Grumpy Old Men, “A Ministry Of Condemnation,” And The Church

In my years as a pastor, I have been shocked over how much antipathy there has been toward the visible church.

The sad reality is that many people have witnessed fighting, church splits, abuses, hatred, contentions, jealousies, all undergirded by a hard kind of legalism within the confines of a closed community that demonstrates little of the joy of Christ.  What are we to think of these things? Are there legitimate criticisms of Reformed theology, piety, and practice that we should evaluate?

 

Where are all the young people going?

Why do the visitors never seem to stick?

Why have there been so many fights in our church?
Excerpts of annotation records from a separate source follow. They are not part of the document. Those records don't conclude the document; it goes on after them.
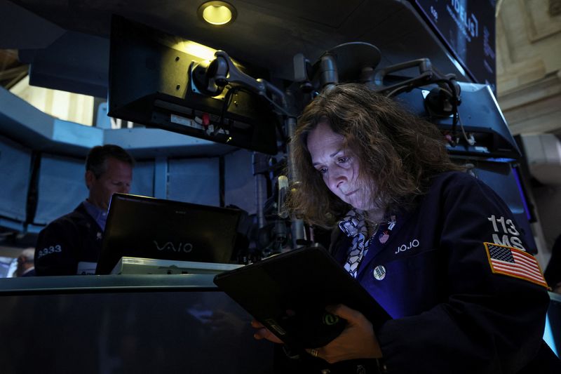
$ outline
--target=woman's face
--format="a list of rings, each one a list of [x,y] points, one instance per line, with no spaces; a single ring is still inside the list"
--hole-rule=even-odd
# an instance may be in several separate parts
[[[308,135],[308,150],[313,167],[323,177],[327,188],[343,201],[357,209],[372,208],[369,189],[360,178],[358,159],[348,148],[345,138],[323,122]]]

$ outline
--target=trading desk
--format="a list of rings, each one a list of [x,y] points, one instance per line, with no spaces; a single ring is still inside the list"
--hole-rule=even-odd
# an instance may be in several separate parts
[[[273,343],[212,274],[0,279],[0,372],[273,372]]]

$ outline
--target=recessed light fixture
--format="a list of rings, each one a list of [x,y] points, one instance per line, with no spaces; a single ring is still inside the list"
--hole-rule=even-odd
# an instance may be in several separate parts
[[[198,7],[198,18],[213,26],[225,26],[236,20],[238,12],[226,1],[207,1]]]

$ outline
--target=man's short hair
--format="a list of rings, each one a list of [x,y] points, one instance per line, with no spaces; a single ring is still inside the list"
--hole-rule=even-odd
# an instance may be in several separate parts
[[[106,144],[105,145],[96,145],[88,154],[86,159],[86,171],[93,173],[96,178],[100,178],[102,174],[107,170],[107,161],[108,159],[115,159],[120,161],[125,162],[134,166],[135,160],[128,152],[113,144]]]
[[[22,251],[20,255],[22,258],[25,258],[28,262],[33,262],[33,258],[35,255],[35,248],[28,248]]]

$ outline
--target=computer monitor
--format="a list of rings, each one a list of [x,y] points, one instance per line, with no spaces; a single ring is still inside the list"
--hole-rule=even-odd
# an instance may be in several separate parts
[[[123,256],[228,263],[241,211],[114,194],[96,274],[111,273]]]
Why are there so many rules in the church that do not seem to come from Scripture?

Unfortunately, these are common questions in the church. In my years as a pastor, I have been shocked over how much antipathy there has been toward the visible church. It took me more than a few years to get a handle on why the reaction has been so strong.  The sad reality is that many people have witnessed fighting, church splits, abuses, hatred, contentions, jealousies, all undergirded by a hard kind of legalism within the confines of a closed community that demonstrates little of the joy of Christ.  What are we to think of these things? Are there legitimate criticisms of Reformed theology, piety, and practice that we should evaluate?

Two Kinds Of Ministries

The Bible contrasts two very different kinds of ministries.  In 2 Corinthians 3:6 the apostle Paul says that we are ministers of the New Covenant, of the Spirit and not of the letter.  The contrast the apostle is making is between the New Covenant as the fulfillment of the promises made to Abraham, which he calls the “ministry of righteousness,” and the particular phenomenon of the giving of the law on Sinai to Moses—which he designates as the “ministry of condemnation.”  The contrast between them is important because each kind of ministry produces its own kind of fruit in its recipients.

Jesus’ conflict with the Sanhedrin clearly exposes the nature of the ministry of condemnation. This community was under the ministry of condemnation and the bad tree was bearing bad fruit.  The Pharisees had created a legalistic, self-righteous, exclusive club for those who conformed to their man-made, superimposed interpretations of the law and the “tradition of the elders” (Matt 15:2).  No one could enter the club until there was complete conformity and uniformity. 

Grumpy Manipulators

One of the marks of the “ministry of condemnation” is manipulation. Full of self-righteousness and pride, the Sanhedrin condemned everyone but themselves. The Pharisees would go so far as to condemn Jesus and his disciples for not washing their hands properly before eating bread (Matt. 15:1ff). This ministry was practically killing the people. The Sanhedrin did nothing but fight over the most minute points of the law and their shepherding of the people proved to be nothing but a heavy-handed yoke of manipulation.

Paradoxically, they were not really ministers, i.e., servants of the law (which is God’s Word) but rather they used the law to empower themselves and to gain personal control over the flock. By contrast, Jesus used the law the way it is intended to be used: 1) to show sinners their need for a Savior; 2) to restrain evil in society; 3) as the rule for those whom God has graciously saved. The Sanhedrin used the law in none of these ways but rather like a weapon of personal control.

Another fruit of their ministry of condemnation is plain old grumpiness. The Sanhedrin was not marked by joy, confidence, hope, or freedom. Rather, the spiritual life of the scribes and Pharisees was marked by sorrow, guilt, fighting and division. These are the tragic consequences of a ministry that kills. How different this all was from the ministry of Christ whose goal was to loose people from bondage and secure a joy that was complete.

Jesus illustrated the difference between the true ministry of the Word and what Paul calls “the ministry of condemnation:”

Now John’s disciples and the Pharisees were fasting. And people came and said to him, “Why do John’s disciples and the disciples of the Pharisees fast, but your disciples do not fast?” And Jesus said to them, “Can the wedding guests fast while the bridegroom is with them? As long as they have the bridegroom with them, they cannot fast (Mark 2:18–19; ESV)

Jesus is the bridegroom. He brought salvation and joy to those whom he delivered from bondage, sin, and death. Those whom he healed could not contain their astonishment and joy (Mark 7:31–37).

Recognizing The Ministry Of Condemnation

Sometimes this has been a serious problem in churches. Many of the divisions are driven by a pastor or authority who has steadily and consistently delivered the ministry of condemnation to the people.  This kind of ministry is concerned only to bring people into conformity to his additions to the law of God and to put people under a heavy yoke. In such a ministry, the grace of God revealed in Christ “who is the end of the law for righteousness to everyone who believes” (Rom 10:4) has been forgotten or is neglected.